2024 Tony Winners Are Back for More
It’s always exciting to see so many first-timers on the list of Tony nominees, but the returning winners deserve a shout-out of their own. The 2024 winners circle is particularly well represented: Jonathan Groff, who won his first Tony last year for his leading performance in Merrily We Roll Along, is back in the same category as Just in Time’s Bobby Darin. Danya Taymor, last year’s winner for directing The Outsiders, is now nominated for her helming of the play John Proctor is the Villain. Kara Young, 2024’s featured actress winner for Purlie Victorious, is once again nominated in the same category for Purpose, written by Branden Jacobs-Jenkins, who is himself back in the mix after winning last year’s Best Revival of a Play for Appropriate. Justin Peck, Tony-nominated co-choreographer of Buena Vista Social Club, won that category last year for Illinoise. One of his fellow nominees then—and again now—is Camille A. Brown, who was up for Hell’s Kitchen and returns to the category with Gypsy. Let the rematch begin.
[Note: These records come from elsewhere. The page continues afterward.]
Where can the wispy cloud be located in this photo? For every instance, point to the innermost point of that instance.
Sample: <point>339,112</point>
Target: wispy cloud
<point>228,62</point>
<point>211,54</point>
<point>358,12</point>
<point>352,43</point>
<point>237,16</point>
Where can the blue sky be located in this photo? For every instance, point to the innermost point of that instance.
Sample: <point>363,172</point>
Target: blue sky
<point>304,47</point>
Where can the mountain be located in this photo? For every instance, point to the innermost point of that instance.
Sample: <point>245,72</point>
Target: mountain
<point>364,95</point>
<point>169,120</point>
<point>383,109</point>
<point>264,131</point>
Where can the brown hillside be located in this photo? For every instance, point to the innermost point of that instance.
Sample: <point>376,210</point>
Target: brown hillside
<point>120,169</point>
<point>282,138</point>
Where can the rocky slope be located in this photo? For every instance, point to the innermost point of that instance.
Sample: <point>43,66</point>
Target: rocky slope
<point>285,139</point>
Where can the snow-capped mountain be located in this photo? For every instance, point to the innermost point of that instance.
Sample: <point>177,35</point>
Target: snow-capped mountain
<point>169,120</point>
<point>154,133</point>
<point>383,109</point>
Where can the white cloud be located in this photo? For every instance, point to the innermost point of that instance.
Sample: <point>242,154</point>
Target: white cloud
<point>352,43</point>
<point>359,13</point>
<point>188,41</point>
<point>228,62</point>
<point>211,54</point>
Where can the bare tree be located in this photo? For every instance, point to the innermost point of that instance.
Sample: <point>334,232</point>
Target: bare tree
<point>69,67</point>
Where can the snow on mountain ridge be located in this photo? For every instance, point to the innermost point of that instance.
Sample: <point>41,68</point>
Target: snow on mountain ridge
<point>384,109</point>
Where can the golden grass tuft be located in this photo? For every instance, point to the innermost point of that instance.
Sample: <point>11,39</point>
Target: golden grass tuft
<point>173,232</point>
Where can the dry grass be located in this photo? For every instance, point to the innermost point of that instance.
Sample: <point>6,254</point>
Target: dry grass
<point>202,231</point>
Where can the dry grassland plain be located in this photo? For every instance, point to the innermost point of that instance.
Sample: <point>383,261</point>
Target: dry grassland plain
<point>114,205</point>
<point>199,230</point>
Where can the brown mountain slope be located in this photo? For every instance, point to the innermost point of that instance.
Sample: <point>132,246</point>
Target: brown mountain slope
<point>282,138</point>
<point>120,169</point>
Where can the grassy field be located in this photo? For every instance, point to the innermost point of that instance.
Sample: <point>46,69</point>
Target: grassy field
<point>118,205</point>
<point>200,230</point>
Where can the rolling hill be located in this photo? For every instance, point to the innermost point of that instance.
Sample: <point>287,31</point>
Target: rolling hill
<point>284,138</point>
(Photo: Julieta Cervantes)
A Snub to Hollywood
A year ago, we were already anticipating a Broadway season powered by Hollywood celebrity. Robert Downey, Jr., hot off an Oscar win, was headed to the stage in McNEAL, we had Gen-Z icons Kit Connor and Rachel Zegler bringing a Romeo + Juliet for the TikTok era; and Denzel Washington and Jake Gyllenhaal were gearing up for their turn in Kenny Leon’s modernized Othello. But while Hollywood names filled Broadway stages, they’re more sparsely represented among this year’s Tony nominees. The biggest A-lister to break through is George Clooney, nominated for his performance as Edward R. Murrow in Good Night, and Good Luck, the play he co-wrote with Grant Heslov. Mia Farrow also scored one for the movie stars with her nomination for Jen Silverman’s The Roommate. But on the whole, it seems to be a year for homegrown talent.

It’s Audra’s Turn (Again)
Audra McDonald is poised to make history—again. She currently holds the record for the most Tony Award wins, with six wins out of 10 nominations for her performances in Carousel, Master Class, Ragtime, A Raisin in the Sun, Porgy and Bess and Lady Day at Emerson’s Bar and Grill. With this, her 11th nomination—for playing Momma Rose in Gypsy—she not only stands a chance of breaking her own record but also sets a new one as the most-Tony-nominated performer. (She was previously tied with Julie Harris and Chita Rivera.) Ethel Merman, Broadway’s original Momma Rose, was Tony-nominated for her performance but lost out to Mary Martin in The Sound of Music. Since then, Gypsy has been revived four times, with the role taken on by Angela Lansbury, Tyne Daly, Bernadette Peters and Patti LuPone. Lansbury, Daly and LuPone all won Tony Awards for their performances—not bad odds for McDonald to have on her side.
A Season of Shutouts
Of the 42 new shows that opened on Broadway this season (topping last year’s 39), 13 shows received no nominations at all: Tammy Faye, Left on Tenth, JOB, Redwood, Othello, Stephen Sondheim’s Old Friends, Elf, Once Upon a Mattress, The Last Five Years, All In: Comedy About Love, Cult of Love, McNEAL and Home. Seven others just scraped into the Tonys race this year: A Wonderful World: The Louis Armstrong Musical, Glengarry Glen Ross, Pirates! The Penzance Musical, Romeo + Juliet, Swept Away, The Roommate and Our Town. In such a packed season, even strong work was left off the list.